By Logan Heller
Due to the political makeup of the Israeli electorate, coalition governments are critical to run the Israeli parliament, known as the Knesset, efficiently. Given that the Knesset is composed of 120 seats, parties band together and elect a prime minister to hold a majority. In other words, Israeli citizens vote for parties, which in turn select a prime minister. This is more important now than ever, since the Israeli election was held Sept. 17 and coalition talks are going on currently.
Once again, it was the political powerhouse of the Likud’s Benjamin Netanyahu, current prime minister, against his left-leaning opponents who were created with the explicit goal of defeating him, the Blue and White Party. Dissimilar to the American system, the Israeli system consists of multiple parties who hope to achieve a coalition or unity government. Therein lies the problem with the Israeli democratic structure. The solution to this problem is for the Likud and the Blue & White, the two largest and most popular parties within the state of Israel, to unite and create one of the strongest coalition governments the Knesset has ever seen in the history of Israel.
As a Jew, I am well aware of the notion that two Jews will have three opinions. The sentiment holds true within Israeli politics, as there are 17 parties that have passed the electoral threshold alone in a nation of just eight million. As a result, it is not uncommon for fringe parties to experience disproportionate levels of power. By fringe, I am referring to political parties that are far beyond the normal spectrum of politics.
To compare to American politics, consider former Louisiana State Representative, KKK Grand Wizard, and known Holocaust denier David Duke having a position in the U.S. Congress. Clearly, this would never happen, as his views are deemed unacceptable and would never reflect the views of any constituency. However, if this was Israel, the leading party would reach out to a member of such fringe parties in the hopes of securing a majority within the Knesset. After all, passing bills with a strong majority is as easy as finding a good hummus guy in Bethesda: pretty straightforward. So where does this problem come into play in Israel?

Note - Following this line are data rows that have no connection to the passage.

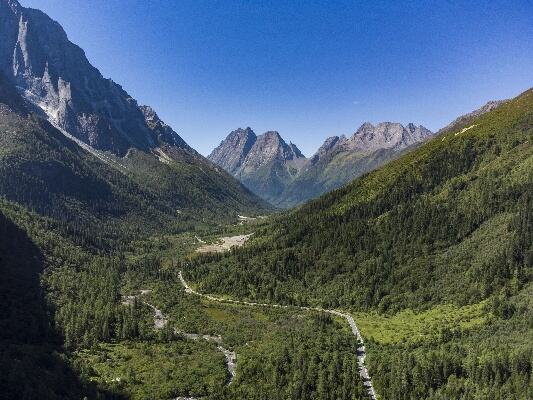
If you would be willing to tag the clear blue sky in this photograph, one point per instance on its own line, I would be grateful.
(308, 69)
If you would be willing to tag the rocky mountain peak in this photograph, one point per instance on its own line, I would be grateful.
(263, 163)
(163, 133)
(54, 75)
(232, 151)
(386, 135)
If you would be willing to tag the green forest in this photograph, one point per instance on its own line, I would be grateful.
(449, 223)
(432, 254)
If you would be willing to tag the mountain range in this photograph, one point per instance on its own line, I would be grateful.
(265, 164)
(279, 173)
(433, 252)
(78, 147)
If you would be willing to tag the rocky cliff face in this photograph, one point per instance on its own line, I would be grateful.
(369, 138)
(56, 77)
(264, 163)
(110, 156)
(279, 173)
(341, 159)
(232, 151)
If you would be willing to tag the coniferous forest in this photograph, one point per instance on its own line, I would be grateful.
(133, 267)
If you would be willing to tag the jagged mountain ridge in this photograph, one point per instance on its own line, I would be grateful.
(55, 76)
(265, 163)
(279, 173)
(76, 147)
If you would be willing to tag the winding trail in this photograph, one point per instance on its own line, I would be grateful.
(160, 321)
(361, 351)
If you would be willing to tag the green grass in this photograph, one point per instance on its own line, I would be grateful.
(155, 370)
(408, 326)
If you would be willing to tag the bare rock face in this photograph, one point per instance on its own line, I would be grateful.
(386, 135)
(265, 163)
(55, 76)
(232, 151)
(279, 173)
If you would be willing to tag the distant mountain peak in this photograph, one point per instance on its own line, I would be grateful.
(262, 162)
(55, 76)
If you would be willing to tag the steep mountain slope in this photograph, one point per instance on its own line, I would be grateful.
(341, 159)
(450, 223)
(33, 362)
(57, 78)
(466, 119)
(265, 163)
(46, 171)
(101, 160)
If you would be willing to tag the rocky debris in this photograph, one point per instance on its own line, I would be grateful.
(160, 321)
(264, 163)
(224, 244)
(361, 351)
(54, 75)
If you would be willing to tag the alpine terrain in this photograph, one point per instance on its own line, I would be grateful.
(265, 164)
(78, 148)
(133, 267)
(280, 174)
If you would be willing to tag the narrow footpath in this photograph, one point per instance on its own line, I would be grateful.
(361, 351)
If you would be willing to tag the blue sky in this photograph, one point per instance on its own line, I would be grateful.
(308, 69)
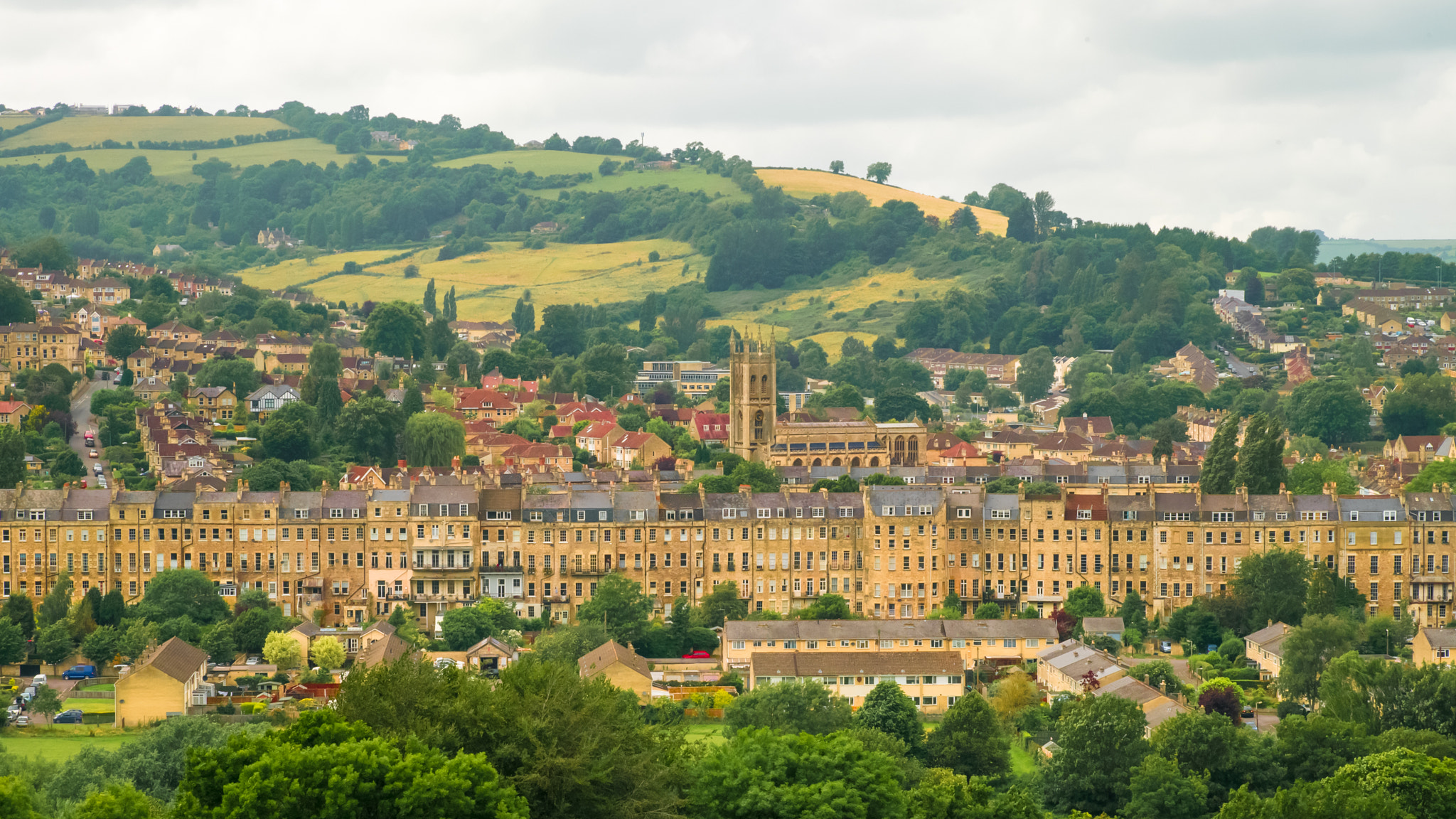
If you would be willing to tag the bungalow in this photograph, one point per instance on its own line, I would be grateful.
(14, 413)
(1265, 648)
(638, 448)
(491, 655)
(162, 684)
(621, 666)
(1072, 666)
(1103, 627)
(268, 398)
(711, 426)
(216, 402)
(1433, 646)
(597, 439)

Out of all the groups within the Knesset, the ultra-Orthodox Jewish parties Shas, the National Religious Party and the United Torah Judaism wield massive amounts of power. Despite holding less than 15 seats combined, the ultra-religious groups form a bloc against any leading power. This forces the leading party trying to form a coalition in the Knesset into a difficult position. They must either allow the ultra-religious factions a seat in high ranking positions as the religious bloc demands, or run the risk of imminent re-elections as the leading government fails to make a coalition.
Despite being only 30% of the Israeli population, the backers of these extremely religious groups demand the control of key finance leadership positions in the government to ensure their controversial policy is maintained. Entitlement programs continue to flow and their young men can legally avoid serving in the IDF. I witnessed the resentment expressed by mainstream party supporters while interning in Israel for the summer.
Everyday, Israelis expressed a feeling of hopelessness as administration after administration allowed these groups to control key positions within coalition governments. It is unacceptable and must be addressed to ensure fringe groups, in this case the ultra-orthodox parties, do not override the majority views of the Isreali mainstream populous. To be clear, my concern over these religious parties has largely nothing to do with their religious affiliation itself, but rather, the disproportionate power they exert on the total Israeli population in critical areas like defense and finance.
Despite clear differences existing between the Likud and Blue & White Parties, I strongly urge both parties to unite in a single coalition government to remove the stranglehold of the religious bloc and allow moderate policies to come into play. Failure to do so will ensure more of the same: snap elections, frustrated Israelis and powerful fringe political leaders.